"Are carrots good for your eyes?! Did you ever see a rabbit wearing glasses?" Dad
Another of my favorite soups. Great flavor, can be frozen, and can be served hot or cold.
This soup also contains an ingredient with wonderful health benefits - fresh ginger. Fresh ginger is that funny little tuber that looks a bit like a misshapen nose. The most convenient way to store fresh ginger is in the freezer. Just put it into a small, zip lock bag and toss it into the freezer with the rest of the mystery foods that you forgot to label. Then, when a recipe calls for fresh ginger, simply take it out and grate as much as you need. Place it back into the bag and toss it back into the freezer. Just for giggles, label it "Nose".
Ingredients:
1 T olive oil
2 medium onions, chopped
3 cloves garlic, minced or pressed
2 T fresh ginger, grated
4 cups veggie broth
2 pounds carrots, peeled and chopped or grated
1/2 cup frozen orange juice concentrate
S & white pepper to taste
Distructions:
In a heavy pot heat the oil over medium heat and saute' the onions for about 5 minutes. Add the garlic and ginger and saute' an additional minute.

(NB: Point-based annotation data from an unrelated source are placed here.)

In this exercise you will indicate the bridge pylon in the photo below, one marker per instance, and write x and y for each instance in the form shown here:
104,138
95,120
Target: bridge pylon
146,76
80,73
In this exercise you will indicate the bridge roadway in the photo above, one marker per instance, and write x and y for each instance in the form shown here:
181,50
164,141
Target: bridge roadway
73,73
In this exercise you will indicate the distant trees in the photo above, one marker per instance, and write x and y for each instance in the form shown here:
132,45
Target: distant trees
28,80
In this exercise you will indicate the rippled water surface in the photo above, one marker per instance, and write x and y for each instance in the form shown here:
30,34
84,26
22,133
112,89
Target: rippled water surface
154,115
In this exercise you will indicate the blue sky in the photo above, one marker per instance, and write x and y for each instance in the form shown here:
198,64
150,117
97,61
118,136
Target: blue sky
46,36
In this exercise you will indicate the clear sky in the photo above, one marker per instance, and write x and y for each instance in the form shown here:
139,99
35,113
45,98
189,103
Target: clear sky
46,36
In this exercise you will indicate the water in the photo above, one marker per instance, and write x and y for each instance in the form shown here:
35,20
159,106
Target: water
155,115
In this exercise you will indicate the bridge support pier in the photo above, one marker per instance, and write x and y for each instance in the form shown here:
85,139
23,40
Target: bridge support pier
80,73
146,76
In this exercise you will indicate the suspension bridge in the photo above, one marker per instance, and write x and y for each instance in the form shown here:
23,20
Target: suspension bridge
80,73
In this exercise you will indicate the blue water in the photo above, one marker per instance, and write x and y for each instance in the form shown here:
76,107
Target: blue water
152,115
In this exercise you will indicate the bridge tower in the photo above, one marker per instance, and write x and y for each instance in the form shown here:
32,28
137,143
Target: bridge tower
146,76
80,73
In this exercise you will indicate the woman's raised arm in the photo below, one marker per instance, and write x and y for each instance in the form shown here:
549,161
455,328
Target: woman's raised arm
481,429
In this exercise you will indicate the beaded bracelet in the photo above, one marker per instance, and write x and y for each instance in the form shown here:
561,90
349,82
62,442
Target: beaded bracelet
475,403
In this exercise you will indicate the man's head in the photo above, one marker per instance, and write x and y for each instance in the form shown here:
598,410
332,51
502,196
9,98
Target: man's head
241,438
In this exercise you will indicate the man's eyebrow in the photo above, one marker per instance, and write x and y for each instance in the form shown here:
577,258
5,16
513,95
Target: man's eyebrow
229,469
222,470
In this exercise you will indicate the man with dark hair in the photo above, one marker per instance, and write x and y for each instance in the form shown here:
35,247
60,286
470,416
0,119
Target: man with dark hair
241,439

Add the stock and carrots and bring to a boil. Reduce heat and partially cover. Simmer until the carrots are tender, 15 to 30 minutes. The smaller the pieces of carrot the shorter the cooking time.
When the carrots are tender put the solids into a blender with a bit of liquid and puree. Do this in small batches so you won't end up festooning the walls and cabinets with hot soup. Return everything to the pot and add the frozen orange juice along with the salt and white pepper.

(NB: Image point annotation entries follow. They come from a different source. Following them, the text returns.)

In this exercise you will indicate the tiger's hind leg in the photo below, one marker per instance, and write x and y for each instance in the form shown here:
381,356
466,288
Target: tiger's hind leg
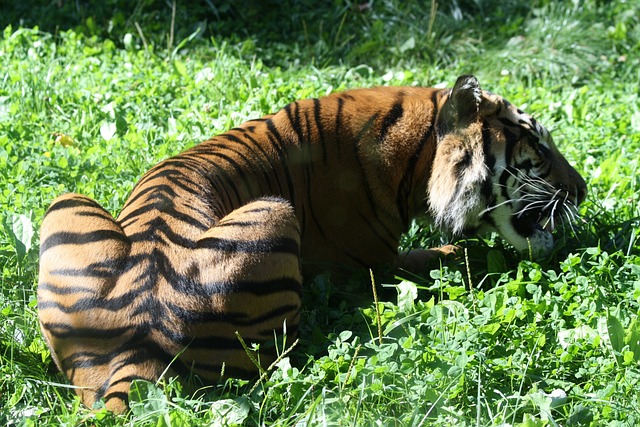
246,271
82,254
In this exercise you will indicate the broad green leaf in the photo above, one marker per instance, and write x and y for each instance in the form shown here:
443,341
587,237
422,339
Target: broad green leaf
20,229
108,130
231,412
616,333
147,398
407,294
632,338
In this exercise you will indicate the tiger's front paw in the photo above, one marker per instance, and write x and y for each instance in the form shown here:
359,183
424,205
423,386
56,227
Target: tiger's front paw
418,260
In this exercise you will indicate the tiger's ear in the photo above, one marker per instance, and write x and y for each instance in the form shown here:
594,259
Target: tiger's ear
463,106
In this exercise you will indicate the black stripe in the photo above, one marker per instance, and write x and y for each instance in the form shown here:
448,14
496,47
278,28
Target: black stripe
271,245
276,140
64,330
69,238
391,118
263,287
72,203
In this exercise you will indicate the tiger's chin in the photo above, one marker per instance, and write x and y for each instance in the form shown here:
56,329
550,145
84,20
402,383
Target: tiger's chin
529,235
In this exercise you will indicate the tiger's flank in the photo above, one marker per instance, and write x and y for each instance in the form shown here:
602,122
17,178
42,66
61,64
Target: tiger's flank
217,239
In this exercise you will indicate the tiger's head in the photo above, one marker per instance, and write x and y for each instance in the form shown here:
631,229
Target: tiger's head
497,169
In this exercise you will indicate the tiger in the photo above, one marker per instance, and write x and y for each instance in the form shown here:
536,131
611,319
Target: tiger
211,249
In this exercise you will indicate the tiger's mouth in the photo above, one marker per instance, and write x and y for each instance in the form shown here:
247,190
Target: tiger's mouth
527,220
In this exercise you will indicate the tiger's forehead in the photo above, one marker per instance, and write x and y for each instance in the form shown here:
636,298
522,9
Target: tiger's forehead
509,113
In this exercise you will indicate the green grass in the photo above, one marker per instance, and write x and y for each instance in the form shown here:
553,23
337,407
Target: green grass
87,105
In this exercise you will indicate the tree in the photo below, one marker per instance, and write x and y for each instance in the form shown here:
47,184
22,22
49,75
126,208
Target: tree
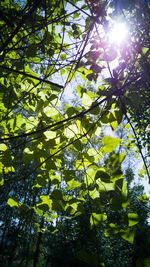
45,45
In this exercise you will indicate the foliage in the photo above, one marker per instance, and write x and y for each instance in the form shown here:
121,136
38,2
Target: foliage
54,163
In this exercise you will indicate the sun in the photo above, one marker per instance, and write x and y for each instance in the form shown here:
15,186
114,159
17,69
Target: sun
118,33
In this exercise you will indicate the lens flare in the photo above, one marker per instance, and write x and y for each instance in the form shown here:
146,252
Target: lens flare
118,34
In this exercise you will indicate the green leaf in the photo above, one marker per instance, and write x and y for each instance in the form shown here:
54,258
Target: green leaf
133,218
7,158
3,147
105,186
73,184
1,179
87,100
50,134
45,203
128,235
14,202
110,143
97,218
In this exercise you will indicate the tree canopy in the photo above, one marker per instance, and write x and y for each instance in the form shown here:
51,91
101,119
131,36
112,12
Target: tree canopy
62,81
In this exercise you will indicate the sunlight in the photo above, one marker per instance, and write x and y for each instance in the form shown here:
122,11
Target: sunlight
118,33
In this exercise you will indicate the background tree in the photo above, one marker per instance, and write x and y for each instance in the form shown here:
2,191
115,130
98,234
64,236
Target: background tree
56,171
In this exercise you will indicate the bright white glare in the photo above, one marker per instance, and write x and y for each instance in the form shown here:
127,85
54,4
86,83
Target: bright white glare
118,34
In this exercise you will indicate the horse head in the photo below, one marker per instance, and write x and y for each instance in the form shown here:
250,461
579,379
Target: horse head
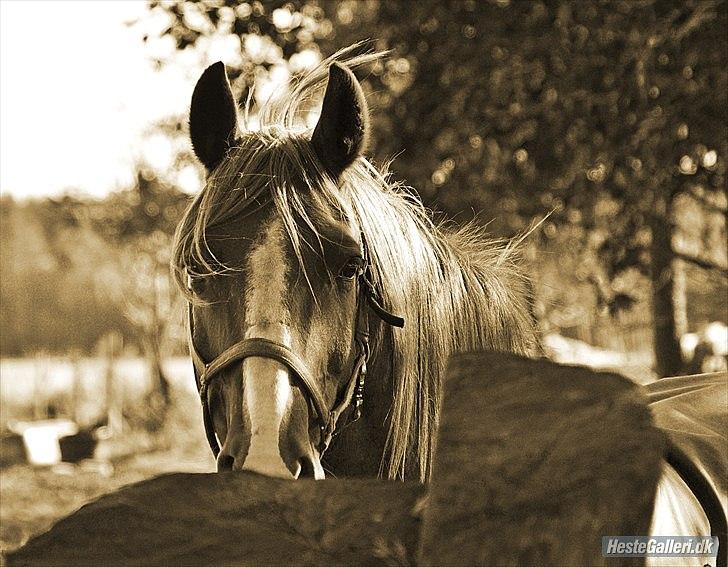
279,286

Why white pepper? According to discerning gourmets (not me) white pepper has a slight taste of ginger, which works well in carrot ginger soup. Also, if you use black pepper it could look like little specks of dirt floating around in your light colored soup.
If you only have black pepper add some chopped parsley, which will hide the black specks. You little genius!